Ieki Miyoji
- Name: Ieki Miyoji
- Native name: 家城巳代治
- Also Known as: いえき みよじ
- Nationality: Japanese
- Gender: Male
- Born: September 10, 1911
- Died: February 22, 1976
During the fifties, working for independent production companies, Ieki produced his most notable films. Beyond the Clouds (Kumo nagaruru hate ni, 1953) was a sombre account of the training and last days of kamikaze pilots, stressing their indoctrination and the waste of young lives. Tomoshibi (1954), a study of schoolchildren in a poor farming community, voiced a subtle anger at the conservatism of traditional education methods and the extent of rural poverty. Sisters (Shimai, 1955) was a richly textured family drama, well acted and capturing the atmosphere of provincial Japan early in the Showa period. Perhaps Ieki’s best film was Half Brothers (Ibō kyōdai, 1957), in which the domestic cruelties within an army officer’s family became a microcosm of the wider tyranny of prewar militarism. Superbly acted by Kinuyo Tanaka as the family’s maid and Rentarō Mikuni as the army officer forced to marry her after raping her, it was a film of both political sophistication and emotional intensity.

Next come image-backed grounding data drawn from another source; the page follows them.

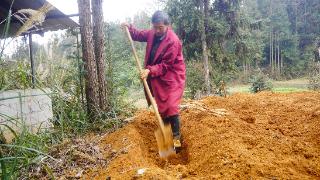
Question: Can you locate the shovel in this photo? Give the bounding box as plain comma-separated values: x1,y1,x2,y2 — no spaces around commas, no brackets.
124,26,175,158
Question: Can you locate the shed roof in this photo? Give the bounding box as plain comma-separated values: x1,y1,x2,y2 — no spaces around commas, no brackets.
0,0,78,37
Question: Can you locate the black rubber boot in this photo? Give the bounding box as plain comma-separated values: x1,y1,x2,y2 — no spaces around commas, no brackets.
170,115,181,140
164,115,182,152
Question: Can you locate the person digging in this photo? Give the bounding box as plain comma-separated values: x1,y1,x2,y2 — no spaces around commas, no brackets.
122,11,186,151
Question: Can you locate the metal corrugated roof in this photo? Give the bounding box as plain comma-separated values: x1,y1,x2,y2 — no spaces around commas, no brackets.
0,0,79,37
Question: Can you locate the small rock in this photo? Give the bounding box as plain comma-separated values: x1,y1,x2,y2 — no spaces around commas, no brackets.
75,170,84,178
93,146,100,152
176,173,183,179
124,117,135,123
121,149,128,154
137,168,147,176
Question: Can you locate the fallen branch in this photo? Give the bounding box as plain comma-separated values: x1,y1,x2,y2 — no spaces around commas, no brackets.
180,102,229,117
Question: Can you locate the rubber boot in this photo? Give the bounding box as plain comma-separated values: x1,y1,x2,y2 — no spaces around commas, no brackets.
164,115,182,152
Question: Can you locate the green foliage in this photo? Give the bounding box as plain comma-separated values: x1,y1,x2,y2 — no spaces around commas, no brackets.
308,74,320,90
166,0,242,95
0,61,32,90
185,61,205,98
105,22,143,116
308,62,320,90
166,0,320,83
249,71,273,93
211,53,238,84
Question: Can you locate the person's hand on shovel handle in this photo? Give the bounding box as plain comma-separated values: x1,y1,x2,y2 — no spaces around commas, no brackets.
140,69,150,80
121,23,130,29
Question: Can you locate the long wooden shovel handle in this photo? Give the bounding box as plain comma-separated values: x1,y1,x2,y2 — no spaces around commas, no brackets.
124,26,166,131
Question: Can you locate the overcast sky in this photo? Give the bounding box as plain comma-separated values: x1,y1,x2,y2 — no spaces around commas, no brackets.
47,0,161,22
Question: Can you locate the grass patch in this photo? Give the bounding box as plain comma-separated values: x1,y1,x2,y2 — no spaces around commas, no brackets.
229,85,251,93
272,87,309,93
229,84,309,94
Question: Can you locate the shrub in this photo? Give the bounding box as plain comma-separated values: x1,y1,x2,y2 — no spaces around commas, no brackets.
308,62,320,90
249,71,273,93
308,74,320,90
185,61,205,99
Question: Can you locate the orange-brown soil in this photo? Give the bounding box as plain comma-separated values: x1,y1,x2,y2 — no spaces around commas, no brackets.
85,92,320,179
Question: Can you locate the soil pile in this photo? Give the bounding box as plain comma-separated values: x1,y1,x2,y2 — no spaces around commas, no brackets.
85,92,320,179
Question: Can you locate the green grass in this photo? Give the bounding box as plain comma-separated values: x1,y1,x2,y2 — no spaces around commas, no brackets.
228,85,251,93
229,78,309,94
0,127,56,179
229,86,308,94
272,87,309,93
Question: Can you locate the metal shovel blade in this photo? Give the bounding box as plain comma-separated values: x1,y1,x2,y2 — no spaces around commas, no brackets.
154,124,175,158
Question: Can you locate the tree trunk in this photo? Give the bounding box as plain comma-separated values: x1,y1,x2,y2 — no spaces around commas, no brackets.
271,31,274,74
304,0,307,34
275,33,278,75
243,61,246,75
275,33,277,75
269,0,274,75
204,0,209,35
105,25,113,107
277,34,280,75
294,0,298,34
78,0,99,118
92,0,108,111
280,48,283,73
270,31,272,69
200,0,210,95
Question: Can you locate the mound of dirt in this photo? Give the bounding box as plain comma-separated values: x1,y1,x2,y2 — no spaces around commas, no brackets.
85,92,320,179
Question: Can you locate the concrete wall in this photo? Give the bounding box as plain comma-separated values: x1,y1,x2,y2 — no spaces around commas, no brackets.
0,89,53,141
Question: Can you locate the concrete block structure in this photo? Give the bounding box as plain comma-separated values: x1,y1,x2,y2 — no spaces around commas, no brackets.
0,89,53,141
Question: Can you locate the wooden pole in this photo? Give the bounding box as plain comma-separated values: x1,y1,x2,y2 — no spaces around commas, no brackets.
29,33,35,88
76,32,85,106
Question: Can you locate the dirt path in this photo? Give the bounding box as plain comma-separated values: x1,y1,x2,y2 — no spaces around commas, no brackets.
84,92,320,179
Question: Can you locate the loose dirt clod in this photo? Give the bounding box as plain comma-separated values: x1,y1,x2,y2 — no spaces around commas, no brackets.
84,92,320,179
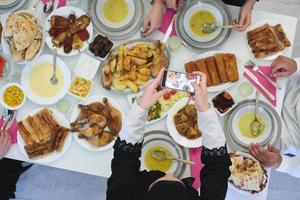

Ieki returned to studio production, at Toei, with The Naked Sun (Hadaka no taiyō, 1958); this was an account of life among poor railway workers. Like his earlier films, it showed a sensitivity to the problems of the young. Ieki continued to direct films about children and young people through the sixties. Among them were A Pebble by the Wayside (Robō no ishi, 1964), a remake of Tomotaka Tasaka’s 1938 adaptation of a Yūzō Yamamoto novel set in the Meiji era, about the four hundred blows suffered by an unhappy child, and The Only Child (Hitorikko, 1969) about a high school boy forbidden to go to university by his mother and her lover.
Ieki’s films reveal the influence of his mentor Gosho in their subtle, unshowy technique, realist texture, and human detail. He was adept at suggesting the emotions of his characters through subtleties of gesture and expression and at addressing political themes through personal drama. His work merits international exposure.